Canberra community organisations have used a visit to Parliament House to call on the Abbott government to deliver funding grants allocated to charities before the September election.
Deputy Opposition Leader Tanya Plibersek and Wallabies player David Pocock met with more than 50 young people at Parliament House on Wednesday, after grants allocated by the Department of Immigration and Citizenship were placed under review.
The group conducted a hip-hop "flash mob" demonstration in the lobby at Parliament House to raise awareness of the community grants ahead of meetings with Ms Plibersek and Labor backbenchers including western Sydney MP Michelle Rowland.
Ted Noffs Foundation acting chief executive officer Matt Noffs said the organisation had been allocated more than $85,000 in August, but the funds for educational resources and sporting equipment was yet to be delivered.
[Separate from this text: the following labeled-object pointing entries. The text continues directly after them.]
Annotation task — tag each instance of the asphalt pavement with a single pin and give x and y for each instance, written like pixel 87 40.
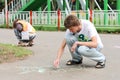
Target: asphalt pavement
pixel 39 66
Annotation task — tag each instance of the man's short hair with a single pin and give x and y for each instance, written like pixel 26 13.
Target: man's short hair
pixel 71 21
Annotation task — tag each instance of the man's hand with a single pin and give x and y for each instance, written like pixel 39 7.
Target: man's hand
pixel 74 46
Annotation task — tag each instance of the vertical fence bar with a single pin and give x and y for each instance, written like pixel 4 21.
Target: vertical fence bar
pixel 31 17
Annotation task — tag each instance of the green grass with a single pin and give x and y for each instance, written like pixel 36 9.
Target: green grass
pixel 10 51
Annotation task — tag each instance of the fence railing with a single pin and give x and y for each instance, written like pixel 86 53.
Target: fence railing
pixel 16 5
pixel 2 18
pixel 99 18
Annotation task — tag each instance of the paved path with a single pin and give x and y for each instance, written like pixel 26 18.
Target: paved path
pixel 39 65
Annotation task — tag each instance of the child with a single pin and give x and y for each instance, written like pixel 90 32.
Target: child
pixel 83 40
pixel 24 32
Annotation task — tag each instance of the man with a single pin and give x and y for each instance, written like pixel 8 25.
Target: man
pixel 83 40
pixel 24 32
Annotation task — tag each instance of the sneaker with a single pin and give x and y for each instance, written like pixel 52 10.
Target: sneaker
pixel 100 65
pixel 71 62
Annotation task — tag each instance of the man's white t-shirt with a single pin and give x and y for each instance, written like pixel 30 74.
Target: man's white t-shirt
pixel 86 33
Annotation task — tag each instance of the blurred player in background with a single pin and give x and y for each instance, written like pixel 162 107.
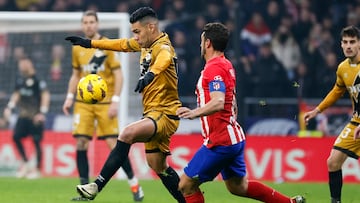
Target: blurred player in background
pixel 102 116
pixel 347 143
pixel 158 85
pixel 32 99
pixel 224 139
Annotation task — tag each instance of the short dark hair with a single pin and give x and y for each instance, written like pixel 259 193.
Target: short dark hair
pixel 218 34
pixel 350 31
pixel 90 13
pixel 141 13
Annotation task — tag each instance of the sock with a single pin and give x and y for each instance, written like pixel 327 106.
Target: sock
pixel 83 166
pixel 261 192
pixel 170 180
pixel 128 169
pixel 197 197
pixel 114 161
pixel 38 154
pixel 20 149
pixel 335 184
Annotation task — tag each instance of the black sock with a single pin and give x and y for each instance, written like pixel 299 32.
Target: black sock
pixel 335 184
pixel 171 181
pixel 128 169
pixel 82 166
pixel 20 148
pixel 115 160
pixel 38 154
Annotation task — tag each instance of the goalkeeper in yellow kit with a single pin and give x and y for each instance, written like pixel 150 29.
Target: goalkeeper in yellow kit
pixel 158 85
pixel 105 64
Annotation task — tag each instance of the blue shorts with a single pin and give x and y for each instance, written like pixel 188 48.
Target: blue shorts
pixel 207 163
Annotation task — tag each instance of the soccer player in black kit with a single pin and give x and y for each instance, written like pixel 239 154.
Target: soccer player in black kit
pixel 31 98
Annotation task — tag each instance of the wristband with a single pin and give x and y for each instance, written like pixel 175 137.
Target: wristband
pixel 115 98
pixel 44 109
pixel 11 105
pixel 70 96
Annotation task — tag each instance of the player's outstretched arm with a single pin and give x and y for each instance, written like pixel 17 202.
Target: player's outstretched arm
pixel 75 40
pixel 357 132
pixel 311 114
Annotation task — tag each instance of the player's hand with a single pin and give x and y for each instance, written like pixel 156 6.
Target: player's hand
pixel 357 132
pixel 113 110
pixel 75 40
pixel 39 118
pixel 67 105
pixel 311 114
pixel 184 112
pixel 144 81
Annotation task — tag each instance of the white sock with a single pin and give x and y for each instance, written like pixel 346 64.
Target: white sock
pixel 133 181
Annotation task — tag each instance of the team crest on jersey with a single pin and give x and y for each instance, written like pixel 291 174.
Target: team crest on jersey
pixel 29 82
pixel 216 85
pixel 218 78
pixel 354 91
pixel 145 64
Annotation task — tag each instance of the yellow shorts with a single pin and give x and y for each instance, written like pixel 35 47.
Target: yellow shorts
pixel 345 141
pixel 166 126
pixel 88 117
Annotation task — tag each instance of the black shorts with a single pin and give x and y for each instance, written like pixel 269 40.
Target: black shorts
pixel 25 127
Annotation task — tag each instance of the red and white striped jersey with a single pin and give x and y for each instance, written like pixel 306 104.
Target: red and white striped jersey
pixel 220 128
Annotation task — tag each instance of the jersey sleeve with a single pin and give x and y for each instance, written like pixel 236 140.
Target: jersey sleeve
pixel 163 58
pixel 215 79
pixel 123 45
pixel 74 61
pixel 335 93
pixel 112 60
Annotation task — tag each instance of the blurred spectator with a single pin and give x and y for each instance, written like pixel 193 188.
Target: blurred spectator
pixel 57 53
pixel 183 55
pixel 304 82
pixel 273 15
pixel 269 76
pixel 327 74
pixel 213 12
pixel 310 49
pixel 302 27
pixel 286 50
pixel 254 34
pixel 8 5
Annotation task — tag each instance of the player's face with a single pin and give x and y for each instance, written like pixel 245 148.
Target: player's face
pixel 25 67
pixel 350 46
pixel 89 26
pixel 142 33
pixel 202 45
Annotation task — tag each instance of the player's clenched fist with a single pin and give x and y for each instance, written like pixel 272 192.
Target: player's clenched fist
pixel 75 40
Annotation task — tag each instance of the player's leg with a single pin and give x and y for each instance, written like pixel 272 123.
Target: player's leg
pixel 204 166
pixel 334 164
pixel 21 131
pixel 136 189
pixel 83 122
pixel 236 181
pixel 139 131
pixel 344 147
pixel 159 148
pixel 168 176
pixel 108 129
pixel 37 135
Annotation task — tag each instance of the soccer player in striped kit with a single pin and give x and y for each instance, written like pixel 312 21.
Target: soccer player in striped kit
pixel 224 140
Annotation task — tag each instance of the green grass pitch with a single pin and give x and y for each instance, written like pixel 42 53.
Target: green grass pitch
pixel 61 190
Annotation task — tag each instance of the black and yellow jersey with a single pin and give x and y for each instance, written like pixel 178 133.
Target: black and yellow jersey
pixel 101 62
pixel 347 79
pixel 160 58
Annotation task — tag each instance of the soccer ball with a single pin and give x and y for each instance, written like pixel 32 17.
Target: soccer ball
pixel 91 89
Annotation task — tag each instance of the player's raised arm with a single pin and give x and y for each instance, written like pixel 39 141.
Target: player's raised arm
pixel 123 45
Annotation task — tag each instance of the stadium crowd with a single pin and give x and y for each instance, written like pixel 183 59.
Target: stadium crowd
pixel 280 49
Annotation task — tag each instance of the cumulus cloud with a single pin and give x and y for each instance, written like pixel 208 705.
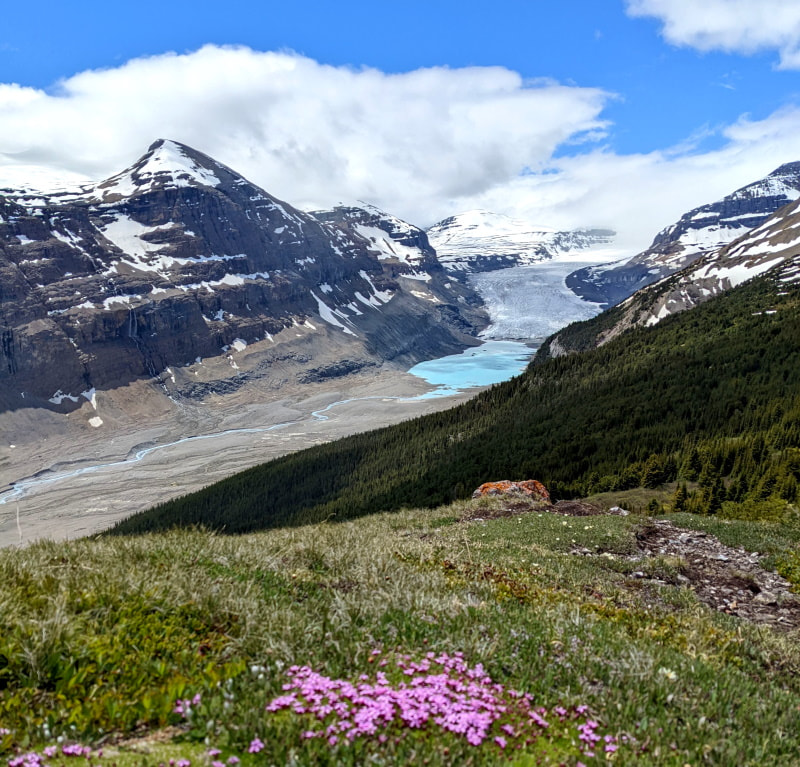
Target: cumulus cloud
pixel 639 194
pixel 306 132
pixel 423 145
pixel 735 26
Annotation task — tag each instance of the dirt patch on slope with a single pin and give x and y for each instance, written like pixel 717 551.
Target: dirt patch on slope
pixel 728 579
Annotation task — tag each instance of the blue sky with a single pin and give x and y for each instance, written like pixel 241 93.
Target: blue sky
pixel 657 91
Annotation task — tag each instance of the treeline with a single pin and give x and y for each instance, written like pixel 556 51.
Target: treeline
pixel 708 397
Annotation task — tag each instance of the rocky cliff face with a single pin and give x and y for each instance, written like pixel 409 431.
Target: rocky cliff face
pixel 480 241
pixel 178 259
pixel 771 248
pixel 699 232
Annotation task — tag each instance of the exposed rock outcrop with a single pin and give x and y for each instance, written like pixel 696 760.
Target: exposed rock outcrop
pixel 527 488
pixel 178 259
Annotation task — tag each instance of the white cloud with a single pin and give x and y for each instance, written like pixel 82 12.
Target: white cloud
pixel 640 194
pixel 735 26
pixel 423 145
pixel 308 133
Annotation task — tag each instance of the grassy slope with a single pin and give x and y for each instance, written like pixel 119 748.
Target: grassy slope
pixel 102 636
pixel 720 371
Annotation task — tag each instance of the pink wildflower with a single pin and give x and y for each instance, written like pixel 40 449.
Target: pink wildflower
pixel 255 746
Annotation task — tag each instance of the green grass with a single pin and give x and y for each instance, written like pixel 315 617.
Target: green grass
pixel 99 637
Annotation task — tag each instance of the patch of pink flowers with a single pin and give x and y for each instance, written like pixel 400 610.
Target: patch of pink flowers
pixel 440 691
pixel 36 759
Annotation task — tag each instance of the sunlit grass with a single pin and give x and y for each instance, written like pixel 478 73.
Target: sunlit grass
pixel 99 639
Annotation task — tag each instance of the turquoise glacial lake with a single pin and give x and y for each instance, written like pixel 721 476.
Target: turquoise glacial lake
pixel 490 363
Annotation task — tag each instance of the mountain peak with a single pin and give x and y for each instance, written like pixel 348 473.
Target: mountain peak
pixel 166 164
pixel 787 169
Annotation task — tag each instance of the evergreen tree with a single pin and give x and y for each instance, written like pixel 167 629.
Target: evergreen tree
pixel 652 474
pixel 680 498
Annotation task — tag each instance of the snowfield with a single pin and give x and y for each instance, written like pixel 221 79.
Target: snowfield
pixel 532 302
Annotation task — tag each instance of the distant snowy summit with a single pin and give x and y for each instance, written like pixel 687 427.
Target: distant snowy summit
pixel 699 232
pixel 181 273
pixel 481 241
pixel 770 250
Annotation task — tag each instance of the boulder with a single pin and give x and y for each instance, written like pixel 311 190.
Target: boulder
pixel 530 488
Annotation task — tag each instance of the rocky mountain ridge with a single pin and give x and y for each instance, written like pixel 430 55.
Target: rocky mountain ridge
pixel 701 231
pixel 771 248
pixel 179 260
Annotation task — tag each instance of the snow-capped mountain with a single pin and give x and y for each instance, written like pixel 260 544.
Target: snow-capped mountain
pixel 479 241
pixel 775 244
pixel 700 231
pixel 178 258
pixel 771 248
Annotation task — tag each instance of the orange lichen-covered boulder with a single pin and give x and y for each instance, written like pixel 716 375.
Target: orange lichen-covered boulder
pixel 526 487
He said funding allocated under former Labor government should not be reviewed by the Abbott Coalition government.
"We're not alone in this; many other charities and community groups have also had their promised funding frozen," he said.
"If we don't get these funds the services we provide to disadvantaged young people will be seriously compromised."
The foundation operates a drug rehabilitation facility for young people in crisis in Canberra, as well as two "street university" programs in Western Sydney.
Mr Noffs said more than just community-run programs were at stake.
"If the government cuts away at the nation's social infrastructure, they can guarantee we will have more social issues on our hands and that becomes even more expensive"
Ms Rowland said the organisations had been left in "limbo" because grants have been frozen.
Mr Noffs said a staff member of Minister for Social Services Kevin Andrews called to discuss the matter after the visit to Parliament House.
"This is a good sign," he said. "It shows that when a community organises itself it can make politicians listen. This is how everyday people can make change in Canberra."
Last month The Alcohol and Other Drugs Council of Australia was placed in voluntary administration after its funding was cut by the government.
A Coalition spokesman said the government had needed to review the funding promised under the Rudd and Gillard governments because of a projected net debt of $200 billion.
‘‘The Australian government seeks advice on alcohol and drugs policy from wide-ranging sources in the sector and funds a number of national peak body organisations,’’ the spokesman said.